Afghanistan (Oct. 10, 2012) — Soldiers of 563rd Military Police Company reunited with their Afghan Uniform Police partners for the highly-successful Operation Clean Sweep conducted in districts throughout Kandahar City, Oct. 3.
The effective operation marked the first time a narcotics patrol detector dog was used in conjunction with an explosive patrol detector dog, during an AUP operation. The dogs gave the Afghan Uniform Police, or AUP, improved searching capabilities, police said.
During the operation, the 563rd MPs and AUP set up two traffic control points at different locations in Kandahar City and cleared one compound. The purpose of the operation was to disrupt and deny insurgent activity in sub district 16 and establish traffic control points with the company’s AUP partners.
Usually, the 563rd only employs an explosives detector dog.
“Introducing the narcotics detector dog will help the AUP learn how to handle drug finds and process the offenders,” said 1st Lt. Megan Conroy, a platoon leader of 563rd MP Company. “The AUP seemed to learn quickly and provided great support on our operations with the new search element.”

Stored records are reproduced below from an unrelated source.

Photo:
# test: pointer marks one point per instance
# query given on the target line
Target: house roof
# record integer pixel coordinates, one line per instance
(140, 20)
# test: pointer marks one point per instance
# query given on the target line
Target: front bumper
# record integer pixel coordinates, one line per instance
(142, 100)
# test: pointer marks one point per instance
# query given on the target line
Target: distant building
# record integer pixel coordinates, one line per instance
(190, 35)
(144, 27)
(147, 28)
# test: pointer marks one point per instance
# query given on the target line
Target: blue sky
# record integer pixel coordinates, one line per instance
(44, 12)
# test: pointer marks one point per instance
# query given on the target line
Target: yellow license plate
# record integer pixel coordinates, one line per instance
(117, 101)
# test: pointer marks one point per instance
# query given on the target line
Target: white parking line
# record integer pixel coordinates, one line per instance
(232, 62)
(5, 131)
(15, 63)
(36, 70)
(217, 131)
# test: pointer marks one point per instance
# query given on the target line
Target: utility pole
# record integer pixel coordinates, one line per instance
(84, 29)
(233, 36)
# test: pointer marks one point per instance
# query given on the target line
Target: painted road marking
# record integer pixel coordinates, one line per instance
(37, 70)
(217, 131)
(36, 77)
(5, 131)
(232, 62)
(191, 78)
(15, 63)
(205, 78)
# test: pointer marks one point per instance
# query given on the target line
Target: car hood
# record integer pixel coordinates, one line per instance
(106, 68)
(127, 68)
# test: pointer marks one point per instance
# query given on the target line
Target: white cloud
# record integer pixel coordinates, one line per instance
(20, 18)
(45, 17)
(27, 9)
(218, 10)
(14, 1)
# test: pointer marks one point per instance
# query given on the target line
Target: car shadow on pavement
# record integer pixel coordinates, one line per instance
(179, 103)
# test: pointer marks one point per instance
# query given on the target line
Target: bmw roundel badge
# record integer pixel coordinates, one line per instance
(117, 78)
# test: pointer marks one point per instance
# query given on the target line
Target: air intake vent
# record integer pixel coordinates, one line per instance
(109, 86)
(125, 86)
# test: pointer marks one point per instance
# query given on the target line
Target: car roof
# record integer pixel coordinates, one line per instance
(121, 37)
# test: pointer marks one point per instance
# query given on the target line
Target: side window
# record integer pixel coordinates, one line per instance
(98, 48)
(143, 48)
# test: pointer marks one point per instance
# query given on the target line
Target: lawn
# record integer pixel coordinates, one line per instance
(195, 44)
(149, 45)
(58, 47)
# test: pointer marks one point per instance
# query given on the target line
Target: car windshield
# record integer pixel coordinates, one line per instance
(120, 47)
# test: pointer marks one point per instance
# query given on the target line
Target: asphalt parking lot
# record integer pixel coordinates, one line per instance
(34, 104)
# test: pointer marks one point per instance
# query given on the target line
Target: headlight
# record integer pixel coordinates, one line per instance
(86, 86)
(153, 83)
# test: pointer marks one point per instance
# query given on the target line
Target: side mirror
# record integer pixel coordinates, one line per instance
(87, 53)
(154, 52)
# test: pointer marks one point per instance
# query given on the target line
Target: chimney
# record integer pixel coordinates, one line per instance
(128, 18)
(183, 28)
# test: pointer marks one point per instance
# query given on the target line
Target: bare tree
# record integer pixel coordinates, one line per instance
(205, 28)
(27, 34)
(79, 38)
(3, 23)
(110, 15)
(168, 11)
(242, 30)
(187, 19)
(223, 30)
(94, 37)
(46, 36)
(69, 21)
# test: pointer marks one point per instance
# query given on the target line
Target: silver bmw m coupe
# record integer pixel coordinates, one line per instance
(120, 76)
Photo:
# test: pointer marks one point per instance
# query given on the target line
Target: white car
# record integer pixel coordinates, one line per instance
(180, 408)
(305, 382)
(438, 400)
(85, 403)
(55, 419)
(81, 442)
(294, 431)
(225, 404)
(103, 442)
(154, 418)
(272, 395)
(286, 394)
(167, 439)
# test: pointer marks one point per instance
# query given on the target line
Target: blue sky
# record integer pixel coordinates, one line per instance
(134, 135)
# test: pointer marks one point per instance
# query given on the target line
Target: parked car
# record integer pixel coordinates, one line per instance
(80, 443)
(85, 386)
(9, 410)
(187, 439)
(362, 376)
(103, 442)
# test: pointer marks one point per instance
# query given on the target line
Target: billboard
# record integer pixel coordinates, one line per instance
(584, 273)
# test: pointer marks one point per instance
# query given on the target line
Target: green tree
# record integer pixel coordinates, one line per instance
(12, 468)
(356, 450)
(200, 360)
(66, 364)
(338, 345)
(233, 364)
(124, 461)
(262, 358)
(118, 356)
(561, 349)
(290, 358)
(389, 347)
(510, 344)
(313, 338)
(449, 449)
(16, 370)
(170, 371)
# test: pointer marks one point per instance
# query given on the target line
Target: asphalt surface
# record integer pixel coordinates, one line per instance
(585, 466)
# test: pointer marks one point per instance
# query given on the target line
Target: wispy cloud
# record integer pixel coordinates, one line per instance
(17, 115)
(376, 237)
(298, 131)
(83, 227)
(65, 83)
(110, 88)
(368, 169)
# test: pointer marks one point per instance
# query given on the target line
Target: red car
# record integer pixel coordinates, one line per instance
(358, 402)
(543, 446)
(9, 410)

The 563rd is currently deployed to southern Afghanistan as part of Combined Task Force Lancer, 2nd Stryker Brigade Combat Team.
“I believe the operation was a great success,” said Sgt. Adam Serella, a narcotics patrol detector dog handler with the 3rd Infantry Division. “The 563rd MPs set up some of the best coordinated traffic control points [in the city] while maintaining 360-degree security.”
Serella said explosives-detection dogs usually precede drug-detection dogs in the United States. He said this procedure allows the drug-detection dogs to work safely. The process in Kandahar City on Oct. 3 was similar.
“The combination of both dogs enabled us to complete thorough search,” said Sgt. Ryan M. Travis, a team leader with the 563rd MP Company. “Taliban forces would be free to return and harass the people if we did not continue route clearance and area security through searches like this.”
Serella said the importance of military working dogs was best described recently by retired Gen. David H. Petraeus, who said, “The capabilities military working dogs bring to the fight cannot be replicated by man or machine.”